Geek Love follows the twisting, turning saga of the Binewskis, a family of circus folk whose extravagantly mustachioed patriarch Aloysius “Al” Binewski and his flaxen-haired wife “Crystal” Lil hatched a plan to create their very own brood of freaks to revitalize their failing Fabulon show. By dint of drugs and radioactive materials, Lil eventually gave birth to four surviving children: Arturo (“Arty”), a boy born with flippers instead of limbs; Olympia (“Oly”), a hunchbacked albino dwarf who also serves as the story’s narrator; Electra (“Elly”) and Iphigenia (“Iphy”), a pair of violet-eyed conjoined twins; and finally, Fortunato, known as Chick, the normal-looking son whose telekinetic powers proved to be the most dangerously freakish of all. Dunn’s writing is lyrical and earthy, and crackles with energy; her characters are so flawed, so human, that you’re left wondering who you’re actually meant to root for. It’s full of richly-pigmented vignettes—the consuming adoration Oly has for her brother (with its whispered implications of incest), the mutilated horse, Lil singing to the jars full of failed “experiments,” Elly’s death and resurrection, the hollows under Chick’s eyes.
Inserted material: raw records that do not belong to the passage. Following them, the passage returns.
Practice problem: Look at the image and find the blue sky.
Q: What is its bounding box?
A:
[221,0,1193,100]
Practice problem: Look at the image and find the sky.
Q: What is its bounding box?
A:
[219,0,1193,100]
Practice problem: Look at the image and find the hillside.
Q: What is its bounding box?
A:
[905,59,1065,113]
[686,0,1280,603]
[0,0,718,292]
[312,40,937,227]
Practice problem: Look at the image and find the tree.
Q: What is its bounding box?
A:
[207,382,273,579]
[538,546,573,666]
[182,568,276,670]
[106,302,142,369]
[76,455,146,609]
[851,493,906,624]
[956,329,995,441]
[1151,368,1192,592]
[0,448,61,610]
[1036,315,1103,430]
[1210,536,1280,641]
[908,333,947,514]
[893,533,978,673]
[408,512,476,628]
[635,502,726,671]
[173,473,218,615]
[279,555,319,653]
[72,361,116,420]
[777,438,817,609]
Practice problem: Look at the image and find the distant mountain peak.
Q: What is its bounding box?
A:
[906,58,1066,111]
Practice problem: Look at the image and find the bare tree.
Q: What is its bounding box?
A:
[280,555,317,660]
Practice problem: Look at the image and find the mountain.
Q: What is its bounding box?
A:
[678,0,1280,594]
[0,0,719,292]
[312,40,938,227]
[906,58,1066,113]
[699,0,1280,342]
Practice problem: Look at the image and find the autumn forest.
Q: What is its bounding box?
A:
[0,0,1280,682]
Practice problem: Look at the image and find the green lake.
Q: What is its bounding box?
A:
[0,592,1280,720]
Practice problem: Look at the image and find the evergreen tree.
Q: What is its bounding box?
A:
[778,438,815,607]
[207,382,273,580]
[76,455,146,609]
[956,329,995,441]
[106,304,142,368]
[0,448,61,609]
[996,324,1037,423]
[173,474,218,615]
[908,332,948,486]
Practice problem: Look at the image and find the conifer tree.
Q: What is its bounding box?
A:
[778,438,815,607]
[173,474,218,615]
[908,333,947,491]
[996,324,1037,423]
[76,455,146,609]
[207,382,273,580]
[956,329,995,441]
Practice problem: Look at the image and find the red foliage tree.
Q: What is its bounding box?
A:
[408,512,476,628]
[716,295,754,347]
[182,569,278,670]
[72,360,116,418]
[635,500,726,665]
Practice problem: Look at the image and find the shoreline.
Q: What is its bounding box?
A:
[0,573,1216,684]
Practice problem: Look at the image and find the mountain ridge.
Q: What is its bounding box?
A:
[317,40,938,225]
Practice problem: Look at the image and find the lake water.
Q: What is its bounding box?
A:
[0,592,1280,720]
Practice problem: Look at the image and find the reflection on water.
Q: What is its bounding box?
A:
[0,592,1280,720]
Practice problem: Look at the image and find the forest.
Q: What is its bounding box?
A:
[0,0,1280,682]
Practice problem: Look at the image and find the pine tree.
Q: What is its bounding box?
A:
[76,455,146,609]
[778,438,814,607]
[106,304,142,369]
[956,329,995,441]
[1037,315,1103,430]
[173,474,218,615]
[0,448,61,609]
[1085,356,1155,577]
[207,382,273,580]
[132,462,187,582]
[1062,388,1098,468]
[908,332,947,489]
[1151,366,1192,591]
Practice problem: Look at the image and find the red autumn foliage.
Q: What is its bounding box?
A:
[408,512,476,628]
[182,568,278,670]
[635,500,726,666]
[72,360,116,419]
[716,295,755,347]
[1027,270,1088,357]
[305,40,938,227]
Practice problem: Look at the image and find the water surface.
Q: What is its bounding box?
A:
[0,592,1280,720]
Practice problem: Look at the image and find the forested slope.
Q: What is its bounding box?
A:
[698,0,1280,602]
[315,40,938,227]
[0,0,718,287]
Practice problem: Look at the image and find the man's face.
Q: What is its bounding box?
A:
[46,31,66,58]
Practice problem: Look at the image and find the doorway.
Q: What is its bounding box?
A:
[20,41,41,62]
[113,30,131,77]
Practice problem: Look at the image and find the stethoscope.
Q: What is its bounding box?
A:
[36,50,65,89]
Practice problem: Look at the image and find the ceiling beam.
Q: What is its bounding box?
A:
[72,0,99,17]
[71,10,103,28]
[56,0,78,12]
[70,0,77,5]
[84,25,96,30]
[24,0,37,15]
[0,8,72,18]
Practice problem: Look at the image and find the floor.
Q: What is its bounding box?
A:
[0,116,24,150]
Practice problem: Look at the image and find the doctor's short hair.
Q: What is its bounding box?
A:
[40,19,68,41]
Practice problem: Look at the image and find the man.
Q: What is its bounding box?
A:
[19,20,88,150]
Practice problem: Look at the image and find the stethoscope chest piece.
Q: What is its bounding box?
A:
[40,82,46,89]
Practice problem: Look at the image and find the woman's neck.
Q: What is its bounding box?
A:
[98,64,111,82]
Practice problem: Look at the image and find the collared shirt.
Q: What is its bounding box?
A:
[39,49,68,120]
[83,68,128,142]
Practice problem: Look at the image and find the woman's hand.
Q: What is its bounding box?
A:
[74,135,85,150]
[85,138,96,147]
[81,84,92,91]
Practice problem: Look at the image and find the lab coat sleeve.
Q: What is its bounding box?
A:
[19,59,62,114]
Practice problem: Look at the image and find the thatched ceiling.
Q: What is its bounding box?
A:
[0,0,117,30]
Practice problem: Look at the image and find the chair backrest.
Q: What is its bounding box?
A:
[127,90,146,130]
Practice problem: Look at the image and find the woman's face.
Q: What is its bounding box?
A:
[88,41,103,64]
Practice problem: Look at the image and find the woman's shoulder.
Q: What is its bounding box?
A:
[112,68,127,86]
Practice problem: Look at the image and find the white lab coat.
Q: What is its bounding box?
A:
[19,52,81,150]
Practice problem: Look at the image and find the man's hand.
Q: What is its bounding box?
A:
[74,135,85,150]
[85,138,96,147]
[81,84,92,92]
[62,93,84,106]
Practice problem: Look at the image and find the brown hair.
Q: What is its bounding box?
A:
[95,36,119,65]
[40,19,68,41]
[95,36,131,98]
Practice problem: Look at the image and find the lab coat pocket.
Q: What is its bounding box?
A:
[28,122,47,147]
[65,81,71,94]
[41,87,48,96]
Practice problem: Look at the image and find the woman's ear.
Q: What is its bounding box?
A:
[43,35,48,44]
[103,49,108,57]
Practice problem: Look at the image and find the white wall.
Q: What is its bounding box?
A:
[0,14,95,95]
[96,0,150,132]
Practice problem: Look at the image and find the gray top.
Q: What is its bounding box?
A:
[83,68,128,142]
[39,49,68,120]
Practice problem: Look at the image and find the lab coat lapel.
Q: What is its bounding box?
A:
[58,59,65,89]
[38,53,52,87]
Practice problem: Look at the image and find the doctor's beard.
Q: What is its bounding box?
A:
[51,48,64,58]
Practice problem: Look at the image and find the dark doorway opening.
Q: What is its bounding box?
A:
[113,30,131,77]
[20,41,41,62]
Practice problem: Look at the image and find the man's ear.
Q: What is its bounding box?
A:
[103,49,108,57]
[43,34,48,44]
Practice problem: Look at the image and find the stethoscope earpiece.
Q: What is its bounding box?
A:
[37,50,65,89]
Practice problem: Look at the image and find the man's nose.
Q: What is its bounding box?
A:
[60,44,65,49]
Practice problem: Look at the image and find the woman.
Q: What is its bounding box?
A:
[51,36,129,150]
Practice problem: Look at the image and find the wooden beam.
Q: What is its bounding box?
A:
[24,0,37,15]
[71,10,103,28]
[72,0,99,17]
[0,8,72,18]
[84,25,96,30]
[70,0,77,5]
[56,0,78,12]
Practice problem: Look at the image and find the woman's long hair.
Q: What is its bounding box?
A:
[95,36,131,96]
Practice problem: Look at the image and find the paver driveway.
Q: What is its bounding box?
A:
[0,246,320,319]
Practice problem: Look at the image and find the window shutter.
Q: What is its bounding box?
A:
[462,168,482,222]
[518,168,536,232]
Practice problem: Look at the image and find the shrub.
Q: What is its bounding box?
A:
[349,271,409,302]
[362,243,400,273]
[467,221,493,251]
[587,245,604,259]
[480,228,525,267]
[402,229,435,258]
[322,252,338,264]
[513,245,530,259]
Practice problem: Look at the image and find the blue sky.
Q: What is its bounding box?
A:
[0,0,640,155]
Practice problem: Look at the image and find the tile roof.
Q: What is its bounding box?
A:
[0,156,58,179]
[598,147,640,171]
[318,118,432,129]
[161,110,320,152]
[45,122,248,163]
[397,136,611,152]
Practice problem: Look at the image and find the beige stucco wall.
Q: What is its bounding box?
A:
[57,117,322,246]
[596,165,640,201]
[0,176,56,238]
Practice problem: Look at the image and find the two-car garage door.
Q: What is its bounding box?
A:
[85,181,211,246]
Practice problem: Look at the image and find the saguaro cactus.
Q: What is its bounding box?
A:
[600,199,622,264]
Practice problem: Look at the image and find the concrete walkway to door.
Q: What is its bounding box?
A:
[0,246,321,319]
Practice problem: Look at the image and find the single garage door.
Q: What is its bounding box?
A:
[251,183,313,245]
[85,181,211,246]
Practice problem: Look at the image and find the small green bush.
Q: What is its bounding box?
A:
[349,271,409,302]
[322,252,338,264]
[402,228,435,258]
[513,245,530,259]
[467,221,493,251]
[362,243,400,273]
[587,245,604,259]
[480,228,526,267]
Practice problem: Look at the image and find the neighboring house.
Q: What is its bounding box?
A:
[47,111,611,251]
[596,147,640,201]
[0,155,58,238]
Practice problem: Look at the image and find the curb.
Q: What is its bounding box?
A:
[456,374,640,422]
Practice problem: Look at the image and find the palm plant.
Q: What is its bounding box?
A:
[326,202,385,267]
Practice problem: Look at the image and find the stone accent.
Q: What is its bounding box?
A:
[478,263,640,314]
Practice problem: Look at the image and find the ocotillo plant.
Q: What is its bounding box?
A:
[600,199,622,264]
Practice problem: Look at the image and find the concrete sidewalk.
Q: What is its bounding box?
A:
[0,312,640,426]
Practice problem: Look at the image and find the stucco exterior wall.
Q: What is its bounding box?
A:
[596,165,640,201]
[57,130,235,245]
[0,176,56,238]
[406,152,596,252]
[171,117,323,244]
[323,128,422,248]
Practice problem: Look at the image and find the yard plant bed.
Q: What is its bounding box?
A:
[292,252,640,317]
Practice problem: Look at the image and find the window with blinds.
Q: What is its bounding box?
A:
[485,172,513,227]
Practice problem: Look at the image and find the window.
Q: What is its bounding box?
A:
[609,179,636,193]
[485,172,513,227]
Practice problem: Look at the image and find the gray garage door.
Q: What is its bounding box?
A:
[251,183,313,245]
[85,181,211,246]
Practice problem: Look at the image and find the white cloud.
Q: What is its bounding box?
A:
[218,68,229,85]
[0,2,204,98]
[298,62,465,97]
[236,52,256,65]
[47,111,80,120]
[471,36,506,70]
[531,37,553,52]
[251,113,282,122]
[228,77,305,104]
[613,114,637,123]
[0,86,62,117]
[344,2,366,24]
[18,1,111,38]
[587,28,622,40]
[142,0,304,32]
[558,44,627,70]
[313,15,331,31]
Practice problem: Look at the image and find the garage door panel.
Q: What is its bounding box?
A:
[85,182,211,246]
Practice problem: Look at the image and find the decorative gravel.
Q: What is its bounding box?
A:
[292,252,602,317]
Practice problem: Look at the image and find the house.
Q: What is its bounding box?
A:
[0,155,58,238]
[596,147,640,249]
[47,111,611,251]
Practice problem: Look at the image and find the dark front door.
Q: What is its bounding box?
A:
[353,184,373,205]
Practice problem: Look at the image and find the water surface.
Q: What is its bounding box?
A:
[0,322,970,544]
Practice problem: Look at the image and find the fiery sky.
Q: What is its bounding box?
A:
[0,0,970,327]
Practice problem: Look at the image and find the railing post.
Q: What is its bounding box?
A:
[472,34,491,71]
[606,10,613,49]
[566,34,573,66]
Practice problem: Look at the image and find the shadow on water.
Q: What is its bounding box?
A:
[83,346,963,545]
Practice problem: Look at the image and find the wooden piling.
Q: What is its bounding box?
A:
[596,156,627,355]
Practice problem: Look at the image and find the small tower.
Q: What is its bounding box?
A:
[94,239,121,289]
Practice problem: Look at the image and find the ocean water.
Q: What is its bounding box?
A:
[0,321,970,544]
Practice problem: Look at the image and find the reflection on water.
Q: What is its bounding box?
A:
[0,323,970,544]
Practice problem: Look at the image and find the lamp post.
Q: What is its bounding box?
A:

They bleed into a grand, horrifying portrait of a family that is irredeemably broken, yet clings together with an animal ferocity until the bitter, bitter end.
One of the book’s most thought-provoking aspects is its portrayal of just how much the Binewskis value their oddities. They relish their freak status, looking down upon the poor normals, with their boring limbs and boring lives. They despise normality so much that any child born without physical abnormalities is regarded as a failure. When Fortunato was born, his parents were all set to abandon their “normal” son and haul ass down the highway until, at the eleventh hour, his telekinetic powers made a spectacular entrance.
It’s a direct contrast with the attitude found in what may end up being the next big hallmark in the history of the freak show in American pop culture: FX’s newest entry in the American Horror Story series. In American Horror Story: Freak Show, the performers in Fräulein Elsa’s Cabinet of Curiosities don’t look down upon their neighbors in Jupiter, FL; rather, characters like the handsome “Lobster Boy” Jimmy Darling (played by Evan Peters) show their yearning to be accepted as normal. “We’re just like everyone else” is a common refrain, and Darling’s frustration at his “freak” status is more than a little heartbreaking. His character is caught between two worlds: his easy charm and good looks appeal to waitresses and scam artists, but his allegiance to his freak show family and his own syndactyly place him firmly in the “other” camp as far as the denizens of buttoned-up Jupiter are concerned. He’s good enough to come to town and secretly pleasure frustrated housewives, but he must always leave out the back door once they’ve gotten their thrill. He’s a very sympathetic character; any of us who’ve landed in the “other” category because of how we were born or how we live have felt the way his character feels more times than we’d like to count.